Check Cloudflare Worker logs
Use this skill when you need to see what is happening inside the deployed Workers: request paths, response status, console.log output, and errors. Both the main site and the API are separate Cloudflare Workers.
When to use this skill
- •Debugging 401/500 from openagents.com or openagents.com/api.
- •Verifying that a Worker receives the expected headers (e.g. X-OA-Internal-Key) and why it might return "unauthorized".
- •Seeing console.log / console_error! output from the Rust API or the web app.
- •Correlating with Convex logs (Convex calls the API worker; tail the API worker while reproducing).
Workers in this repo
| Worker | Config | Routes | Purpose |
|---|---|---|---|
| openagents-api | apps/api/wrangler.toml | openagents.com/api/* | Rust API: openclaw, control, D1, R2, etc. |
| openagents-web-app | apps/web/wrangler.jsonc | openagents.com (main site) | TanStack/React app (Node compat). |
Run wrangler tail from the app directory that contains that worker's config (or use --config / --cwd).

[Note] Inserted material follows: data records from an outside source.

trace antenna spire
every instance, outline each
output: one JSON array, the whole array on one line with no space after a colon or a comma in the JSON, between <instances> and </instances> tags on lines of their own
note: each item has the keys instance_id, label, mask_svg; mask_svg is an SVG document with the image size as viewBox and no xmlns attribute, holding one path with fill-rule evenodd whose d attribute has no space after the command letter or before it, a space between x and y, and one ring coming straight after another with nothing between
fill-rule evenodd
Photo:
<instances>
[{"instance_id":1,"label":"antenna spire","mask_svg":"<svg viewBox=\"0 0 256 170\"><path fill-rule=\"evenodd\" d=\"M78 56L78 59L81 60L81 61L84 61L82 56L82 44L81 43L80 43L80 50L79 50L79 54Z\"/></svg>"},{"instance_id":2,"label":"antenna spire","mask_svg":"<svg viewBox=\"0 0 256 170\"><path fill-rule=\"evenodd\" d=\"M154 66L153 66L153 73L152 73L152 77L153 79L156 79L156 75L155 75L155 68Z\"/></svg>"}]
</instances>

Wrangler tail (real-time only)
Cloudflare does not provide historical Worker logs via the CLI. You get a live stream of requests and logs. For historical data, use the dashboard: Workers & Pages → your worker → Logs / Real-time Logs or Logpush.
Basic usage
# API worker (Rust) — run from apps/api cd apps/api npx wrangler tail # Web app worker — run from apps/web cd apps/web npx wrangler tail
Leave the command running, then reproduce the issue in the browser. You'll see each request, status, and any console output.
Tail options
| Option | Meaning |
|---|---|
--format pretty | Human-readable (default). |
--format json | One JSON object per log line (e.g. pipe to jq). |
--status ok | Only successful requests. |
--status error | Only errors/failures. |
--method GET | Filter by HTTP method. |
--search "openclaw" | Filter by text in console.log messages. |
--header "x-oa-internal-key" | Filter by presence of header. |
--sampling-rate 1 | Log 100% of requests (default can sample). |
Examples
# API worker: only errors, pretty
cd apps/api
npx wrangler tail --status error --format pretty
# API worker: JSON and filter by URL path with jq
cd apps/api
npx wrangler tail --format json | jq 'select(.url | contains("openclaw"))'
# Web worker: tail while reproducing a page error
cd apps/web
npx wrangler tail
Two workers, two terminals
To see both the site and the API when debugging a flow (e.g. Hatchery calling Convex, Convex calling API):
- •Terminal 1:
cd apps/api && npx wrangler tail --format pretty - •Terminal 2:
cd apps/web && npx wrangler tail --format pretty - •Optional: Convex logs in a third terminal:
cd apps/web && npx convex logs --prod --success
Then reproduce; watch for the request to the API worker and any console.log / diagnostic output.
Limitations
- •Real-time only: No
--history; tail streams until you Ctrl+C. - •Sampling: Under heavy load, tail may sample; use
--sampling-rate 1to reduce sampling. - •Max 10 clients: Up to 10 concurrent tail sessions per worker.
- •Secrets: Logs must not print secrets; use lengths or "present/absent" in diagnostic logs.
Diagnostic logging (this repo)
For openclaw auth, the API worker logs:
- •
openclaw auth: no internal key header path=...— request reached the worker but theX-OA-Internal-Keyheader was missing (e.g. stripped or not sent by Convex). - •
openclaw auth 401: path=... provided_len=... expected_len=...— header was present but value didn’t match the worker secret (compare lengths; if equal, values differ). - •
openclaw auth ok path=... key_len=...— internal key matched; request was authorized.
Use wrangler tail from apps/api while reproducing 401 to see which line appears. Convex actions log [openclawApi <label>] fetch key_len=<n> url=... before each request; correlate with worker logs to confirm what Convex sent vs what the worker received.